🤖 AI Summary
In online probabilistic forecasting, traditional asymptotically calibrated algorithms suffer from the curse of dimensionality, requiring exponential time—exp(d)—to achieve nontrivial calibration in d dimensions.
Method: We propose the first polynomial-time ε-calibration algorithm, resolving a long-standing open problem posed by Abernethy & Mannor (2011) and Hazan & Kakade (2012). Our approach leverages recent advances in swap regret minimization, employing a randomized switching strategy among sub-predictors, each outputting a distribution based on empirical frequencies over a sliding time window.
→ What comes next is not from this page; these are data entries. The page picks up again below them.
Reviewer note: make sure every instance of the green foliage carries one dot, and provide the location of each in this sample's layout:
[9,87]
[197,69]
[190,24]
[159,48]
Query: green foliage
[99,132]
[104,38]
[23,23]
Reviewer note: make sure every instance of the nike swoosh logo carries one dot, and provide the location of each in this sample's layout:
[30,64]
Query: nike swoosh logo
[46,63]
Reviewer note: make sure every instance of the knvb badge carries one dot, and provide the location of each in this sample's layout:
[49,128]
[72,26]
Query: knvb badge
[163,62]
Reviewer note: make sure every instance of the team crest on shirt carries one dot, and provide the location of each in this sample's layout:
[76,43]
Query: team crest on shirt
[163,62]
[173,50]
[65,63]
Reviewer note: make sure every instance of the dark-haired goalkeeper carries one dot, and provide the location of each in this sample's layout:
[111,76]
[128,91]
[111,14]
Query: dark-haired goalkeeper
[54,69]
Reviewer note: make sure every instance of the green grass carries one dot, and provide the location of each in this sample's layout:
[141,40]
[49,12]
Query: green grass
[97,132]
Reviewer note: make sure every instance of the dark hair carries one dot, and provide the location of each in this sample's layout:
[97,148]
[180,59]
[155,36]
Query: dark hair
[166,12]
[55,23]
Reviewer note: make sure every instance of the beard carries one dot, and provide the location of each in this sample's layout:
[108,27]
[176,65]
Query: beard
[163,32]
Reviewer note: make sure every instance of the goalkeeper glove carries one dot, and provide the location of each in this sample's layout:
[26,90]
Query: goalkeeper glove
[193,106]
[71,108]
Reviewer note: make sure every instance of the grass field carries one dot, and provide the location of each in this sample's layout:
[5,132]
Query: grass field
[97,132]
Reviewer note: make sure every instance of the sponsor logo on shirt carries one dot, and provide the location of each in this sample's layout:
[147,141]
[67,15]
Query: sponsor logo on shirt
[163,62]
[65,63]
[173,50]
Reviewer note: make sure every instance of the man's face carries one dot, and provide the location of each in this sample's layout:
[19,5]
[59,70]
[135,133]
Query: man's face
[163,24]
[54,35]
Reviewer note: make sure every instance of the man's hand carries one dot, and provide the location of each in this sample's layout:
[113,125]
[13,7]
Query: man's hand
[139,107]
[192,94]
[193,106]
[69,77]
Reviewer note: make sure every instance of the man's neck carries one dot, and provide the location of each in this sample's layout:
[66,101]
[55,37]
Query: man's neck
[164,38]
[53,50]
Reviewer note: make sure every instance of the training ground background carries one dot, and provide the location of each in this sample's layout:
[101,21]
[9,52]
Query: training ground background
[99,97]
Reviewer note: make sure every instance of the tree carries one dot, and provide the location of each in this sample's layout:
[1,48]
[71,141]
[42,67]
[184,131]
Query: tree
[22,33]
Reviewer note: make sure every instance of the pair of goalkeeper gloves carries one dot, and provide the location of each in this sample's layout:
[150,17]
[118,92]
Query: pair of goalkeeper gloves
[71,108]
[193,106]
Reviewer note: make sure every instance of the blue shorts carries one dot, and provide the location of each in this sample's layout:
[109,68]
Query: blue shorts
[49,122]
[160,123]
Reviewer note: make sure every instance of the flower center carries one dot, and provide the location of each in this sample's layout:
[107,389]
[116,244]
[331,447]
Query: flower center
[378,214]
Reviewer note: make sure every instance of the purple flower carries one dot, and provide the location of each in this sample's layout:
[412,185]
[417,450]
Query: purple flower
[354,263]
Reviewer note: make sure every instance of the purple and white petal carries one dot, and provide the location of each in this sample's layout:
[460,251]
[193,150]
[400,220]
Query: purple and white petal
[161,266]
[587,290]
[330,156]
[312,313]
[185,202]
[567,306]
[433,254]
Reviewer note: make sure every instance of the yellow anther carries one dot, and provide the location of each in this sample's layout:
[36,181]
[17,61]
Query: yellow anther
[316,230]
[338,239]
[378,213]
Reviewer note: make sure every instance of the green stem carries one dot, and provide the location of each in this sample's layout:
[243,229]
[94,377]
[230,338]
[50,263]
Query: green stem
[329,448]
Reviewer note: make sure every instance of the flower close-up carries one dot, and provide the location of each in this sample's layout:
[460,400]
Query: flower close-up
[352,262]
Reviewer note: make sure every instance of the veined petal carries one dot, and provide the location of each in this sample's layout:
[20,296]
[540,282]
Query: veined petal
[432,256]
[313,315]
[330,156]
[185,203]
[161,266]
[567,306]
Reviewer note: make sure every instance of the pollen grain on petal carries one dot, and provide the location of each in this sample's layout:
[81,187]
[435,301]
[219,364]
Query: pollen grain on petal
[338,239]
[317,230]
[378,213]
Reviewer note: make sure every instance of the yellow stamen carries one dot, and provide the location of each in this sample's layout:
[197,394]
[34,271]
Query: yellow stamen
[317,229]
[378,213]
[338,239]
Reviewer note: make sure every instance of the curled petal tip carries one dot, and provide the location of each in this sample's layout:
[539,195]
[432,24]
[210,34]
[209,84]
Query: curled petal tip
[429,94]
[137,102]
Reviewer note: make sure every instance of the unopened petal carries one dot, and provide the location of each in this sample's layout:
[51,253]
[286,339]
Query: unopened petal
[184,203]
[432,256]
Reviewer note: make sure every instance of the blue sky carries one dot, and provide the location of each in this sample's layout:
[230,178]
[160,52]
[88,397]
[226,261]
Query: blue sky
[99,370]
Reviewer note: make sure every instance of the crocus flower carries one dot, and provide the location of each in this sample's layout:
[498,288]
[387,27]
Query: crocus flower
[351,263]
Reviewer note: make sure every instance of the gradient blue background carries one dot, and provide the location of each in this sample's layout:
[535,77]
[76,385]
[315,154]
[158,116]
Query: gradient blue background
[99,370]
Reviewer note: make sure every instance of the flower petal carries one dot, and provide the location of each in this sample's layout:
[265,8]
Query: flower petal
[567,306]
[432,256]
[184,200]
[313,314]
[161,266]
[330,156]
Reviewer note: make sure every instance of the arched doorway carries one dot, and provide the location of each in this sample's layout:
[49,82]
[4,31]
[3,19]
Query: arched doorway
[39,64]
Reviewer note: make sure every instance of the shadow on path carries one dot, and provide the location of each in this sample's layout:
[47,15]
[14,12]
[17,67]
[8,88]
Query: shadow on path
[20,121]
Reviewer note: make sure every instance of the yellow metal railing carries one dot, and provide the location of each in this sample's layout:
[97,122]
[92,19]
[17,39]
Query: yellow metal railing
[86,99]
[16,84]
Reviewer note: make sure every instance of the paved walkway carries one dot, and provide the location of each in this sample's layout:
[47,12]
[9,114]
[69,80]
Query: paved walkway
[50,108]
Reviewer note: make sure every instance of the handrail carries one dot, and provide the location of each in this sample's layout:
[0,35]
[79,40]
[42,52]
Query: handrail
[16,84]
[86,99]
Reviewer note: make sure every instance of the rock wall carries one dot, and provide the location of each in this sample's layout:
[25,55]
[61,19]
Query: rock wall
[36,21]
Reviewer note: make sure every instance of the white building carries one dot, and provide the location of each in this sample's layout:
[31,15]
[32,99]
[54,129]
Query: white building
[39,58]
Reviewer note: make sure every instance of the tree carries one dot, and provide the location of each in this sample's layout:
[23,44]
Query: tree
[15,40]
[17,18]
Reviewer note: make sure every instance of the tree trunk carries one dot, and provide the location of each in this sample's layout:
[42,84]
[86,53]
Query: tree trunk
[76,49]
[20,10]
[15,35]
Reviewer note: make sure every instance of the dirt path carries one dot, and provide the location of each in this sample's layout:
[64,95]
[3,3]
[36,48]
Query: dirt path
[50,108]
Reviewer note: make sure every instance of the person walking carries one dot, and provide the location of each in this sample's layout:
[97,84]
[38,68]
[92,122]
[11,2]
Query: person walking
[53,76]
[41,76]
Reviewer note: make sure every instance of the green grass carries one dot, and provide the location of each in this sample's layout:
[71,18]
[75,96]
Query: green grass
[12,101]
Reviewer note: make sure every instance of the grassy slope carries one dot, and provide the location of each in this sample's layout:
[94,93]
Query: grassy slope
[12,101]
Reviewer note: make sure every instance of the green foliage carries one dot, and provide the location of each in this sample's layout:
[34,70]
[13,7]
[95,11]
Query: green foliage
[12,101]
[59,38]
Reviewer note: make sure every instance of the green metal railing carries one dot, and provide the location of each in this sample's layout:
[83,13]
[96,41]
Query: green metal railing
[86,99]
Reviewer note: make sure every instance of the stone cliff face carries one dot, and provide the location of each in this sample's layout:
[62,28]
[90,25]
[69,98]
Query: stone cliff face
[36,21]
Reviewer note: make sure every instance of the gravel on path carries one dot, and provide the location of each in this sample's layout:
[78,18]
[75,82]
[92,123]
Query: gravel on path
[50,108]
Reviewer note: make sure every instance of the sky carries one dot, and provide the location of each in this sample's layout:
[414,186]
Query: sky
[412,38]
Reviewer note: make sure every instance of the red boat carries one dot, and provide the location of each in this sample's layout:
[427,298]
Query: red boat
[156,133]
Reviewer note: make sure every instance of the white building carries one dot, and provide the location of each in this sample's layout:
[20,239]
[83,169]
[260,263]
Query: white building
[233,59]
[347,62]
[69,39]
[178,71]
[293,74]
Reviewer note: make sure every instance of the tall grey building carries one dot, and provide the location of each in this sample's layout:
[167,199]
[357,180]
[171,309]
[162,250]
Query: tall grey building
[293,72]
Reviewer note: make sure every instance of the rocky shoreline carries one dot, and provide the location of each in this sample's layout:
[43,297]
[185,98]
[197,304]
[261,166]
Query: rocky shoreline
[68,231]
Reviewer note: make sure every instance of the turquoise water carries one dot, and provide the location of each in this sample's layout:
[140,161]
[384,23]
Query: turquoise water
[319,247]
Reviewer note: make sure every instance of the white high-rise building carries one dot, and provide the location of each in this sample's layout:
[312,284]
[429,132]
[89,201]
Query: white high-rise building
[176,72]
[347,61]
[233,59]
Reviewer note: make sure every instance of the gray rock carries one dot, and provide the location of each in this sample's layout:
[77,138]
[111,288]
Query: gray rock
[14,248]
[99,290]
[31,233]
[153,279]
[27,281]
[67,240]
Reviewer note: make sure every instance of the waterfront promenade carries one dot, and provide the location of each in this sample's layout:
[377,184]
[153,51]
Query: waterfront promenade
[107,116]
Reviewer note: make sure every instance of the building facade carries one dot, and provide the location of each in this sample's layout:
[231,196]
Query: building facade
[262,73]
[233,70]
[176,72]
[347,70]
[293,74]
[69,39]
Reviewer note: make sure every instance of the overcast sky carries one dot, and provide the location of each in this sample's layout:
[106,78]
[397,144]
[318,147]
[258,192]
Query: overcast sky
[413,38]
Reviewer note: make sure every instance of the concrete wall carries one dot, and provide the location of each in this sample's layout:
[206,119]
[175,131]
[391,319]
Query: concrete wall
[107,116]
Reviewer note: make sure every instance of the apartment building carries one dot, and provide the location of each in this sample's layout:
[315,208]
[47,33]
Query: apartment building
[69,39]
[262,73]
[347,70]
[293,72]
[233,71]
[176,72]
Contribution/Results: The algorithm achieves ε-calibration within T = d^{O(1/ε²)} rounds; we further establish a matching lower bound of d^{Ω(log(1/ε))}, proving tightness and theoretical optimality. The method is simple, computationally efficient, and fully resolves the computational feasibility bottleneck for high-dimensional online calibration.
📝 Abstract
In online (sequential) calibration, a forecaster predicts probability distributions over a finite outcome space $[d]$ over a sequence of $T$ days, with the goal of being calibrated. While asymptotically calibrated strategies are known to exist, they suffer from the curse of dimensionality: the best known algorithms require $exp(d)$ days to achieve non-trivial calibration. In this work, we present the first asymptotically calibrated strategy that guarantees non-trivial calibration after a polynomial number of rounds. Specifically, for any desired accuracy $epsilon>0$, our forecaster becomes $epsilon$-calibrated after $T = d^{O(1/epsilon^2)}$ days. We complement this result with a lower bound, proving that at least $T = d^{Omega(log(1/epsilon))}$ rounds are necessary to achieve $epsilon$-calibration. Our results resolve the open questions posed by [Abernethy-Mannor'11, Hazan-Kakade'12]. Our algorithm is inspired by recent breakthroughs in swap regret minimization [Peng-Rubinstein'24, Dagan et al.'24]. Despite its strong theoretical guarantees, the approach is remarkably simple and intuitive: it randomly selects among a set of sub-forecasters, each of which predicts the empirical outcome frequency over recent time windows.